Libye : des corps calcinés de migrants découverts dans un bateau le long de la côte

Libye : des corps calcinés de migrants découverts dans un bateau le long de la côte

11 octobre 2022 Non Par Fatou Kane

En Libye, une découverte macabre relance la question des violences infligées aux migrants. Quinze candidats à l’exil ont été tués par leurs passeurs vendredi au moment de prendre la mer à Sabratha. Onze corps calcinés ont été retrouvés dans l’embarcation.

Les corps calcinés de onze migrants ont été retrouvés, vendredi 7 octobre, sur la côte de Sabratha par des bénévoles du croissant rouge libyen.

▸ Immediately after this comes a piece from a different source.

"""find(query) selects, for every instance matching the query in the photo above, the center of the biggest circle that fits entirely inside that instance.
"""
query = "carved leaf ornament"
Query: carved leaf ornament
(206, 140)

Quelque trente-cinq ont pu être secourus.

La ville de Sabratha, située à 70 km de Tripoli, est un important point de départ pour des milliers de personnes qui cherchent chaque année à rejoindre les côtes italiennes depuis la Libye.

Les onze corps ont « été découverts à l’intérieur d’un bateau amarré et quatre autres corps portant des blessures ont été retrouvés à l’extérieur », a précisé la Mission d’appui des Nations unies en Libye (Manul) dans un communiqué, qui a condamné un « meurtre odieux ».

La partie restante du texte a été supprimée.